What's So Different?

America and the Holy Land share this in common: The struggle for justice, human rights and civil liberties.

June 24, 2021

LOS ANGELES, CA - Wednesday, 23 June 2021 - Amidst rising tensions in the Middle East, Muslim-Jewish-Christian faith leaders convened for a special interfaith event and addressed the shared struggles Palestinians and Americans hold for justice, civil rights, and civil liberties. The continued escalation of violence following a 4-week ceasefire, with airstrikes on the Gaza Strip, and persistent militarization and occupation in Silwan and Sheikh Jarrah further illustrates why these parallels should move the U.S. government to act with urgency. The fight against systemic racism and injustice in the United States is met with the same state-sanctioned militarization and violence that those in Palestine are met with when fighting against occupation. As Reverend Mike Kinman, Rector at All Saints Church, noted, “...they [community members in Ferguson, 2014] were met by police in military gear who shot tear gas canisters at them.
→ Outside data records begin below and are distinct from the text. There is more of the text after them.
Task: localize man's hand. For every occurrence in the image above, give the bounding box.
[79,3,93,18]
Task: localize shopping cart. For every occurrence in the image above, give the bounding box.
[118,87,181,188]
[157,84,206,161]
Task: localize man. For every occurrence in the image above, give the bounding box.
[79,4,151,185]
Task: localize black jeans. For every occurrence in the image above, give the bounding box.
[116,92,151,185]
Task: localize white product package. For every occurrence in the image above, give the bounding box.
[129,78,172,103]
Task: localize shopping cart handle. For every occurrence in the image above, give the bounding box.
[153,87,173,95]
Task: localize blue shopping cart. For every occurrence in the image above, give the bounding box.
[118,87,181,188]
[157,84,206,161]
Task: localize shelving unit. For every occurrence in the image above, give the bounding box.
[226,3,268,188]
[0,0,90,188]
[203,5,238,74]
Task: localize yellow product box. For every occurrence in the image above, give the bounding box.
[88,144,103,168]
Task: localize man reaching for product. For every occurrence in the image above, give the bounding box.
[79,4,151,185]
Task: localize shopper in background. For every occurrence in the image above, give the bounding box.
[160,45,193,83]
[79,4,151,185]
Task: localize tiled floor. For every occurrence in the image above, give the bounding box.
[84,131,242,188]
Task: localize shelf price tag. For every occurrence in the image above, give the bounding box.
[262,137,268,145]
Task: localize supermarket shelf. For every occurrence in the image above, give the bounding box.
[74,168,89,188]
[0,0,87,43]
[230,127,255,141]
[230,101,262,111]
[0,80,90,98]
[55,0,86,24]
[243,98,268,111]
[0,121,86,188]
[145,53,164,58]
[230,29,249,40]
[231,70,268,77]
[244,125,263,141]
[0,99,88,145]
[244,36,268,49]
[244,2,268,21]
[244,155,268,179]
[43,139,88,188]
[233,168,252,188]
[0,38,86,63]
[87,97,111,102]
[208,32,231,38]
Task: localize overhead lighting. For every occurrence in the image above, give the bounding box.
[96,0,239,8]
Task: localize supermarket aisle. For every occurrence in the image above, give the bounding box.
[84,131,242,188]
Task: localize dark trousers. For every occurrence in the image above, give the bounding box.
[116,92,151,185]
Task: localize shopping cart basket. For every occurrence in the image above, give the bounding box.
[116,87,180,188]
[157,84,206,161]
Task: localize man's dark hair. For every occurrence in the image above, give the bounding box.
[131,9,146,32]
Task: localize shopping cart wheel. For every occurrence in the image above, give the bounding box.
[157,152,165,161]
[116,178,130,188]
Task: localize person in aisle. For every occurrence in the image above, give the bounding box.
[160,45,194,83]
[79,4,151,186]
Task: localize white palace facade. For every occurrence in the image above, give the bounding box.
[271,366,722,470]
And one of the people there picked up the tear gas canister and took a picture of it and tweeted it out. And someone in Palestine saw that picture and tweeted a picture in return of the same tear gas canister that had been shot at them by IDF forces.”

Throughout the gathering, leaders from each Abrahamic faith emphasized the belief that drives meaningful change where governments fail to respond. As MPAC President Salam Al-Marayati noted, “Much like what happened with George Floyd, the government didn't react until the people forced the government to change. This is what's going to have to happen here. The governments are not going to act until the people force a change.” Interfaith leaders must take an unwavering stance that the systems of violence and oppression in the United States and Palestine must end. Leaders emphasized that we must continue to preach the universal truths of freedom and justice at home and abroad.
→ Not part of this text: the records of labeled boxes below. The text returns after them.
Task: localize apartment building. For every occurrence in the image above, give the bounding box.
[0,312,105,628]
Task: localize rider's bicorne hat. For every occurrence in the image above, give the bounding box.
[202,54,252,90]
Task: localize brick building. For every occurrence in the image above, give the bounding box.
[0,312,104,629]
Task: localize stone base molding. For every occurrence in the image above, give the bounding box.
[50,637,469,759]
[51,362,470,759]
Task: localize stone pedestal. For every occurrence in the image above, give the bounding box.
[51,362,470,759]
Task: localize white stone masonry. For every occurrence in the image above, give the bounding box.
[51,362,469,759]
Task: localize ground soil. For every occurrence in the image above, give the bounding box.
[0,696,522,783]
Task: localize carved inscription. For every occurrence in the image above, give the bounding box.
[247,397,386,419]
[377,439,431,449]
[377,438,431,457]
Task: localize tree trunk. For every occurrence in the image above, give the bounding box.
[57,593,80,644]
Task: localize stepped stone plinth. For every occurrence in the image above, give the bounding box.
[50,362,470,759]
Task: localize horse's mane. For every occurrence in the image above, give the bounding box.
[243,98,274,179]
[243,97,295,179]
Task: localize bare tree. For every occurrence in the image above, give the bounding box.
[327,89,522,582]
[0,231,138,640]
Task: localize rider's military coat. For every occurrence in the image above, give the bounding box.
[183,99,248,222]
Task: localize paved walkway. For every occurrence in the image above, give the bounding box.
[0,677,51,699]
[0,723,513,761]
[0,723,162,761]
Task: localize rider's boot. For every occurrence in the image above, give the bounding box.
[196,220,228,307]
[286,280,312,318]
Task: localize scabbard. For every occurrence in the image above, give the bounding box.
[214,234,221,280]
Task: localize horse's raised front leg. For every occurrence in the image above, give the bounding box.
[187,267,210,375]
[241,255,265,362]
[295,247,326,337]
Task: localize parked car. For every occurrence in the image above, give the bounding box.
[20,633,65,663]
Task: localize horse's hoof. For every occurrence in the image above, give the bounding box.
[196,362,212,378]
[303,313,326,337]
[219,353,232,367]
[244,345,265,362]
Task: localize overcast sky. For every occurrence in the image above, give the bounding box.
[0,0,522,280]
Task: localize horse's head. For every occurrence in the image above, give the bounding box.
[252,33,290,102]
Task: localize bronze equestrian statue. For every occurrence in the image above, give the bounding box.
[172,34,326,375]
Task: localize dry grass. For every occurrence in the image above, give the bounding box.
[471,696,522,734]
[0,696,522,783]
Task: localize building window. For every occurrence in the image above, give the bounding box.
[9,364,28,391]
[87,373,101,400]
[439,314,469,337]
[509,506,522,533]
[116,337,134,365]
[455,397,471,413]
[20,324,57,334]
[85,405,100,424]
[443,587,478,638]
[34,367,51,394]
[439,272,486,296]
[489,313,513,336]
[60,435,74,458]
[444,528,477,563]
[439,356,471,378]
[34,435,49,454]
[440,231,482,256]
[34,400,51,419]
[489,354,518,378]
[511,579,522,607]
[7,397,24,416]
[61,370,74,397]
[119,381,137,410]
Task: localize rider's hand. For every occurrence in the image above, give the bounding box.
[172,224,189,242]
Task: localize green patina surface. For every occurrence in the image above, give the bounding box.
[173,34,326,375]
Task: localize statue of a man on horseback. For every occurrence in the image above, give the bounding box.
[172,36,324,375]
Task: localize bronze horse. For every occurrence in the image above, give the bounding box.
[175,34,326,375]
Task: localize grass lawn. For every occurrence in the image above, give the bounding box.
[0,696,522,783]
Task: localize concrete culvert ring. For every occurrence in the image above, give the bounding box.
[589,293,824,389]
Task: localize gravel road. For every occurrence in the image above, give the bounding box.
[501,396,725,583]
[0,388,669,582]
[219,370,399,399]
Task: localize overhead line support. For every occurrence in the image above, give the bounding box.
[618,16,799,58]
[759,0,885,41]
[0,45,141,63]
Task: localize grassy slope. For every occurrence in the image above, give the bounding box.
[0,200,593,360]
Rabbi Dr. Aryeh Cohen from the American Jewish University exemplified this interfaith unity by stating, “The result of the ongoing decades-long oppression, suppression, repression of Palestinian citizens of Israel and especially Palestinians in the West Bank who are not citizens and have no rights as civilians. It is time to start realizing that Palestinians have rights in Israel, Palestinians have rights in the West Bank, [and] it is time for the United States to get off the bench and become involved.”

Echoing Cohen’s sentiment Umar Hakim-Dey, Director of Intellect Love Mercy (ILM) Foundation, shared:

As a Black man in America, I understand what oppression is. As the husband of a South African woman, I understand what oppression is. As an African-American Muslim, I understand what oppression is. In June 2017, nine worshippers were killed in a safe space in Charleston, SC. Is there a correlation there? Yes, the ideology of violence solving a problem with violence.
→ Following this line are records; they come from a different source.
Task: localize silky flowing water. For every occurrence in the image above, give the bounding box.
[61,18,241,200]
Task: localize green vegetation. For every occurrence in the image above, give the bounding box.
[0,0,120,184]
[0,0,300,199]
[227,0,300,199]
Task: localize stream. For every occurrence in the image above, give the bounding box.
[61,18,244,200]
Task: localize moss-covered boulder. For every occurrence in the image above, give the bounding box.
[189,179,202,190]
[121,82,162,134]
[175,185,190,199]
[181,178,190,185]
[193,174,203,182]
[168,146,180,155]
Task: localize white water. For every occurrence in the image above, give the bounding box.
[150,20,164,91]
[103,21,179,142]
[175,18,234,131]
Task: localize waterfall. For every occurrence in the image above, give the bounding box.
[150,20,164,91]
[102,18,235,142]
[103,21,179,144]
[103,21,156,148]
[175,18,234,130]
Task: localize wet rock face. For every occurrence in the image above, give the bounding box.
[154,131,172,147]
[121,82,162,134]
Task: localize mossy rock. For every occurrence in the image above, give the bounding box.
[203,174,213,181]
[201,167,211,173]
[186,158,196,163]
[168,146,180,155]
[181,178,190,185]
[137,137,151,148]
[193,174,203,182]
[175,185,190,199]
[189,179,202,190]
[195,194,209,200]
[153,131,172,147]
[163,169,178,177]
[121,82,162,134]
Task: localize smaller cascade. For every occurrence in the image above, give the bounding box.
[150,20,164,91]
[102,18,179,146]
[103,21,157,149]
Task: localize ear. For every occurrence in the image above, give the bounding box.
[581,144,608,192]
MPAC brought together a coalition of Interfaith Leaders to condemn this intersectional abuse once and for all. Just as justice for George Floyd required mass protest from the people, we need the people to rise up and call for justice for Palestine. America’s oppressive legacy towards Black and Indigenous communities is being mirrored in real-time in Israel. Captured succinctly by Salam Al-Marayati “We can't say “If we only knew”... we know. The question is if we can only act. We are here together to stand for religious freedom. To stand for justice, to stand against the occupation.” If we turn a blind eye yet again, this unsustainable cycle of aggression will continue to churn. Just as we have united in America against our own injustices, we must unite against the injustices of the Israeli government and demand justice, compassion, and human dignity for Palestinians.